Well, clearly this is more a parsing problem than a coding problem.
But it's a sort of parsing problem I've done a lot before.
Conclusions
I didn't end up using flashy new techniques this year, just built with
the Rust I already had. Mostly the hard bits were writing a good
algorithm; days 15 and 21 involved lots of worrying away at special
cases.
Crates used:
- regex (5 times, input parsing)
- pathfinding (4 times)
- counter (3 times, not a necessary crate but a handy one)

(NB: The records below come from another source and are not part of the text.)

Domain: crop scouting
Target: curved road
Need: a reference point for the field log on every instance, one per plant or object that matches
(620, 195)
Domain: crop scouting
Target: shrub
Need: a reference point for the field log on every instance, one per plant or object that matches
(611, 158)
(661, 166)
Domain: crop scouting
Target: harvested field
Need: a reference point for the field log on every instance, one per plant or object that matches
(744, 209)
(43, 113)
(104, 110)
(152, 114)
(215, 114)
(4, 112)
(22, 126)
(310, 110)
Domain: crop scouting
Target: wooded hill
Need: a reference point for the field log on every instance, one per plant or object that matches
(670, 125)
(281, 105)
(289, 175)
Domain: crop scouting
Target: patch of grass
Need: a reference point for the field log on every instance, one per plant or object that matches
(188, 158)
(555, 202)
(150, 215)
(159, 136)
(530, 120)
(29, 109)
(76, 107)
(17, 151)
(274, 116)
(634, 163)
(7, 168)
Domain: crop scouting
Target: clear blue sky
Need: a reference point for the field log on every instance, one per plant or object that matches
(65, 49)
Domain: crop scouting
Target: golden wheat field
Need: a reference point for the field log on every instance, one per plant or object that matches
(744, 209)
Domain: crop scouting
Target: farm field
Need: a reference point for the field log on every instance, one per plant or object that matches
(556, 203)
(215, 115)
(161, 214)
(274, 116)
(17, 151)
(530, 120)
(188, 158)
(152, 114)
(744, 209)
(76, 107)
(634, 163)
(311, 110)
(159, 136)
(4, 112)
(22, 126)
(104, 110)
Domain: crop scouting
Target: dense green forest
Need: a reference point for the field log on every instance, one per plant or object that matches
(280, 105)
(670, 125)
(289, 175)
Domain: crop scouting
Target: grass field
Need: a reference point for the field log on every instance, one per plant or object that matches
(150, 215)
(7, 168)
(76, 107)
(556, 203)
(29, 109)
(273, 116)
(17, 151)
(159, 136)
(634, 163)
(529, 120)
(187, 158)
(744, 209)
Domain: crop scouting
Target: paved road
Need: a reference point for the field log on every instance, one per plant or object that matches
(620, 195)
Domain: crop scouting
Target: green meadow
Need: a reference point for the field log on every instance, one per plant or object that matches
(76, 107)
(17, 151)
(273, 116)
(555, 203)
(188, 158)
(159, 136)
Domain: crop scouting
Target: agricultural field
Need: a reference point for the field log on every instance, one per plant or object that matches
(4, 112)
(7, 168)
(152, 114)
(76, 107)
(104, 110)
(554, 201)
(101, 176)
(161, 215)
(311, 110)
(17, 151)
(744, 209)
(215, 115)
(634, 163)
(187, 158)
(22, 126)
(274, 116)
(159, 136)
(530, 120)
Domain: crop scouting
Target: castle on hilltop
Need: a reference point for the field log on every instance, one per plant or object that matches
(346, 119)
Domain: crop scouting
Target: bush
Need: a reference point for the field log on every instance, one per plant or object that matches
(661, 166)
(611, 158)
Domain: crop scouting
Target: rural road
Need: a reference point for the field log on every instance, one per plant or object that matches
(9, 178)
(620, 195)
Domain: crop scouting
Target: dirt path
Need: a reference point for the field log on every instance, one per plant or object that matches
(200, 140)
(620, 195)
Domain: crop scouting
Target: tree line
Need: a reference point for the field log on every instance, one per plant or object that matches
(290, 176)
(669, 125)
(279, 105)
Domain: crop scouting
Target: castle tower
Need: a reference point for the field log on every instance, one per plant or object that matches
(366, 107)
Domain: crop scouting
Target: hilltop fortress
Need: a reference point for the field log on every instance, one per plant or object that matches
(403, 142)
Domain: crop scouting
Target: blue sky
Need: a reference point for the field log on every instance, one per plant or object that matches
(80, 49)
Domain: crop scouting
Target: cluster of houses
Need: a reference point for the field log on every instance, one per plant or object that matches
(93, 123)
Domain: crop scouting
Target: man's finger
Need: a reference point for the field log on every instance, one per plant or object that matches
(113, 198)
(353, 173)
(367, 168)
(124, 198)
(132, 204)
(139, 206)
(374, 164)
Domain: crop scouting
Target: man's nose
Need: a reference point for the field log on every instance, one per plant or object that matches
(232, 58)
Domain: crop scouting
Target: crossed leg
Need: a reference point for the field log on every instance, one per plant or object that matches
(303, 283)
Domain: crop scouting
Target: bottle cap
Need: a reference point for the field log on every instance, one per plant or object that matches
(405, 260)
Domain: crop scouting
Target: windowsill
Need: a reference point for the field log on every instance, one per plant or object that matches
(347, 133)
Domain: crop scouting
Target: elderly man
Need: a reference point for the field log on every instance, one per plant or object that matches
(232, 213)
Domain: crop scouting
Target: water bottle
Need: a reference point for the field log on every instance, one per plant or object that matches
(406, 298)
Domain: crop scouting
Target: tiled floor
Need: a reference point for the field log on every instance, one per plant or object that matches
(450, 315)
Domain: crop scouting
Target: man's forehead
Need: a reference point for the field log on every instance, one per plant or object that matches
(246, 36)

- radix_fmt (twice, for turning numbers back to base-36 strings)
- memoize (twice)
- itertools (once)
- image (once)
(I've written Dijkstra before. I've written it in PostScript! So I'm
happy to use a library for it now.)
My revised list of things to be able to do in your language of choice
if preparing for an AoC or Everybody Codes:
-
string parsing, with regexps or combinators or whatever works,
especially breaking down a string into specific arguments;
-
multidimensional arrays (or whatever your language uses to
substitute for them);
-
more generally than that, coordinates. Yeah, a basic list of rows
each containing a list of cells will work, but it would have been
handy to have a prepared way of dealing with directions, direction
changes, bounds checking, and so on. I still haven't actually
written a Grid class, because it gets tweaked quite a bit for each
puzzle;
-
depth-first and breadth-first search;
-
Dijkstra or A* pathfinding including edge cases like multiple best
paths. Probably graph theory in general really.
-
General algebra, usually seems to come up at least once.
Some regulars that haven't been about this year or last:
Puzzles sorted by Part 2 difficulty: this percentage is the proportion
of people who have successfully solved part 1, but not part 2, which
is the only public information about completion rates. (Based on a
snapshot at the time of writing, so values may have changed.)
- 10: 2%
- 18: 2%
- 8: 4%
- 7: 5%
- 1: 7%
- 4: 8%
- 14: 10%
- 19: 10%
- 3: 10%
- 13: 11%
- 23: 12%
- 5: 12%
- 11: 14%
- 20: 15%
- 22: 15%
- 9: 16%
- 16: 18%
- 2: 20%
- 12: 21%
- 21: 22%
- 15: 23%
- 6: 26%
- 17: 30%
- 24: 47%
(Day 25 doesn't count, as part 2 is essentially "have the other 49
stars".)
That was not entirely consistent with my experience; 17 and 24 were
good fun though I grant 24 was a bit of work, and 6 didn't trouble me
much, while 21 was the one I found hardest. (For me "hard" means
"I don't really know what to do next" rather than "I know what to do
but it'll take a while".)
Thanks as always to Eric Wastl and the AoC team.